The individual chosen will provide Juan with the linguistic knowledge and will guide him during one on one research sessions (Nov 26-Dec 14, Mon-Fri, for 3 hours/day) and during a larger workshop with ten participants (Dec 17-21).
During the individual research with Juan, the main focus will be studying how language is built, how we use it, and how we understand reality through language. In the four previous workshops, Juan has tried experiments that influence the way of perceiving time and space through the verbs of movement. This will be a continuation of that research and experimentation.
During the larger workshop the linguist will spend the first two days giving the participants an introduction about verbs with special focus on the verbs of movement. The linguist will be present during the workshop (5 hours/day) as a reference for further questions and of course to give his or her point of view about what the participants will work on. (my emphasis)

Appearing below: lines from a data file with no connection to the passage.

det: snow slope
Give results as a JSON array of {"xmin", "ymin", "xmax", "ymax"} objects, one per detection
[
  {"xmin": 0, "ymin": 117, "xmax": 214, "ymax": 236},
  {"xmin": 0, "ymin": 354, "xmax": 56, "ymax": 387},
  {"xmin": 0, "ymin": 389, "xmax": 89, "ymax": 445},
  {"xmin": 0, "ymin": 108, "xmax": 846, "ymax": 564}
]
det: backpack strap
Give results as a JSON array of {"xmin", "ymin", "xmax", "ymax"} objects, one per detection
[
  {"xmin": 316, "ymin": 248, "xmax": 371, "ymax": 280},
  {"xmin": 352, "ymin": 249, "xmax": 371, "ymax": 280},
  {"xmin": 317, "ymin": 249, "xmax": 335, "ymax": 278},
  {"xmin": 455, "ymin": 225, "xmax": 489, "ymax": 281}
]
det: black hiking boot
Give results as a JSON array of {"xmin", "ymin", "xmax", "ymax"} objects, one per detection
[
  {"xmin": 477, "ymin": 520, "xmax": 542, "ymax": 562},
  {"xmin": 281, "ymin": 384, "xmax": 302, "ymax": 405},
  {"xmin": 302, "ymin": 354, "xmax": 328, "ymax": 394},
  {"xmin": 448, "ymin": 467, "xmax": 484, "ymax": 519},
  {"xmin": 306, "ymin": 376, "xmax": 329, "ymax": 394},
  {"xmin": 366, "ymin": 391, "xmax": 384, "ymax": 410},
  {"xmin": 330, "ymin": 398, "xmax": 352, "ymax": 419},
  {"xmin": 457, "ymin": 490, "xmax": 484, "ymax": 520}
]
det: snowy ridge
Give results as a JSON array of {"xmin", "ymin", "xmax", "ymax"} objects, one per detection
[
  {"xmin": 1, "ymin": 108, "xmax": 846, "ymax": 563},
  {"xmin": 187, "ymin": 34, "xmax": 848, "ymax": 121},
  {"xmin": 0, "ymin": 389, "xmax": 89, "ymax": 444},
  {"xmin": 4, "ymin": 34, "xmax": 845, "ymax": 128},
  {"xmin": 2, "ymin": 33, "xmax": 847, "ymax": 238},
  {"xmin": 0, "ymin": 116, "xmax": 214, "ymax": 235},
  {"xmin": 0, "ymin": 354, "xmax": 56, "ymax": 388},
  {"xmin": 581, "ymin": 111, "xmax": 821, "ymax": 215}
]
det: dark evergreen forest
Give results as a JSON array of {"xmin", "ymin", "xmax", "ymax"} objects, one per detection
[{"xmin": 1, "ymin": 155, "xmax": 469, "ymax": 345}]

PS122 is a legitimate place which promotes itself as a "multi-disciplinary arts center dedicated to finding, developing and presenting new artistic creations from a diversity of cultures and points of view."
They're giving themselves 4 weeks with one linguist to figure out
1) how language is built
2) how we use it
3) how we understand reality through language
On top of that, they hope to "influence the way of perceiving time and space through the verbs of movement."
Good Luck.
3 comments:
Its a project with a pretty renowned Spanish choreographer / programmer - which has already been duplicated in Montevideo, Beijing, Vienna and he is currently in San Paulo working on the Portuguese section. It will become a film next year, and the performance the year after...Not seeking definitive answers, but more an investigative process into the relationship of physical movement and language in several cultural contexts / languages - German, Spanish, Chinese, Portugese and English. So the WTF aspect is exactly the point, really. V
Thanks for posting though.
If the outcome is going to be an arts project and not a scholarly paper, I think a month is a pretty decent prep time. They want ideas and inspiration, not necessarily answers.
I'm going back to Vassar next weekend for a cog sci reunion (25th anniversary of the major), and one thing I look forward to asking my old profs is how well they've managed to integrate the art, music and dance departments into the program.
I didn't mean to disparage the artistic intent or value of the project. Sorry if I came across that way. My "WTF" reaction was a first impression of the rather tall order the project had set for itself. These are big questions with no easy answers. Any one of the four things I listed would make for a challenging graduate seminar in linguistics and cognitive science. All four together in 4 weeks is quite a mountain to climb.
BTW, I wasn't joking about the "Dream Job" part either. I have a soft spot for the arts and artists who struggle with big ideas and part of me would love to be the linguist who got to spend time with dancers who want to understand the language of space. I was a student of Talmy and Van Valin and these are the big issues they deal with. (I suspect Len Talmy is the perfect linguist for this too).